We continued to use educational apps and websites here and there as well as movies and TV shows too, but we also began to read short chapter books aloud to our children, starting with The BFG by Roald Dahl and moving onto James and the Giant Peach followed by The Adventures of Captain Underpants series because my children find them hilarious (as do I).
Reading chapter books has totally piqued their interest in learning how to read and is great for comprehension, listening skills, and so much more.
Now that our children are reading some, we’re still working on sight words, word families, and making them read to us every day, and reading to them every day. We also stretch their reading abilities by asking them to read one verse straight from the Scriptures each night.
I still take them to storytime and the puppet show at the library (in part because they have younger siblings) where we check out books to supplement what we’re learning about in our homeschool, pick up early readers, and fun books, too. I try to challenge them to read by playing games to get them excited. We also write, even as part of our math curriculum.
It’s a great age to have them illustrate and write their own picture book stories, even if the written words are missing all the vowels and are pretty illegible.
The Key to Learning How to Read
The secret to learning how to read is books. Lots of books. Lots of reading. Lots of stories written, illustrated, and oral. Surrounding them with books, getting them excited about the stories themselves, making up stories together, and so on.

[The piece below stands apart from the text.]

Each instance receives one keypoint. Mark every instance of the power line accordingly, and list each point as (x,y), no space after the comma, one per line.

This means you need great books. If you don’t have easy access to the library, or for whatever reason don’t care for yours, there is another great way to get new and wonderful books into your home, and without leaving your home.
When I heard about Bookroo and their business model I thought it was perfect for parents who value owning books and encouraging them and their children to read more and be read to more. Bookroo is a monthly subscription service that delivers 2-3 vetted (by parents and kids for re-readability) storybooks to your doorstep. To make it even more exciting, the books are individually wrapped for your child to open!

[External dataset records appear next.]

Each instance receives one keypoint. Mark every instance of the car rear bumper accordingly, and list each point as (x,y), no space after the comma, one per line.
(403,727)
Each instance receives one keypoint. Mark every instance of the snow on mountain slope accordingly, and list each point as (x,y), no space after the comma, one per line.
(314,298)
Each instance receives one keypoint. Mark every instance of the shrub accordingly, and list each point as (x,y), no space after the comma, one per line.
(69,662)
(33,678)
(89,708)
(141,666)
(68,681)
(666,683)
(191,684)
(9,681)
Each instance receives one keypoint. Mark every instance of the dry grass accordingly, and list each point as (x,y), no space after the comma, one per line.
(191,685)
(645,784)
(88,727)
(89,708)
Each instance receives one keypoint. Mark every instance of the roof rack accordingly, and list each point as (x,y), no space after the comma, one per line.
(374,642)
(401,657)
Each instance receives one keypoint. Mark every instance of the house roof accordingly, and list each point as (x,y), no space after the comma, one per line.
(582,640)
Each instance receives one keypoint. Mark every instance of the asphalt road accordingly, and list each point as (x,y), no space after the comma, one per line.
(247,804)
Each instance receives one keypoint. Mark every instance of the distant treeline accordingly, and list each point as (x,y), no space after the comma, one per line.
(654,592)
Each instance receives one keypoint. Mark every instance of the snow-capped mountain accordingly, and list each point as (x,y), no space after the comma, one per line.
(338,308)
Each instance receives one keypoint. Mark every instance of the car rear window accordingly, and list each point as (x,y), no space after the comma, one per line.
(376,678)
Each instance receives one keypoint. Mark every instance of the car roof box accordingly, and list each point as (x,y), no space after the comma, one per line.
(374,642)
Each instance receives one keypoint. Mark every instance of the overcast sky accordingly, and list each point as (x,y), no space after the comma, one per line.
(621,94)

Bookroo was founded by three sister-in-laws who not only share a love for their husbands, but also a love of reading. They’re passionate about building libraries and helping others foster a child’s love of reading. Plus, they donate books to the Reach Out and Read program which works to get books into the hands of low-income children.
You can choose to either receive three board books or two picture books. The combined retail value of the books always exceeds the subscription price too!
We recently received our first Bookroo delivery of two picture books. The books were very cute and well illustrated and constructed.
The subscription fee is only $17.99/month or only $16.66/month with a 3-month subscription, plus $5 S&H in the US ($16 to Canada, and $25 everywhere else).
However, they are currently offering my readers 20% off a new 1 or 3-month subscription with code READ2017. That makes a 1-month subscription only $14.40/month plus shipping or $13.33/month plus shipping with a 3-month subscription. For 2-3 brand-new, high-quality books, it’s a pretty great deal! It would make a great gift for a new mom or for a child’s birthday.
How grateful I am for books leading the way in my teaching methods! I do not know what a digraph is or all the “rules” of the English language or why sometimes letters are silent or sometimes sound different. I don’t even remember how I learned how to read. Yet, somehow I figured it out. And somehow my kids are too and doing just fine.
If you’re also a homeschooler, I encourage you not to freak out and stress about how your child will learn how to read. Do your best, and chances are it will happen when they are ready and find the right motivator.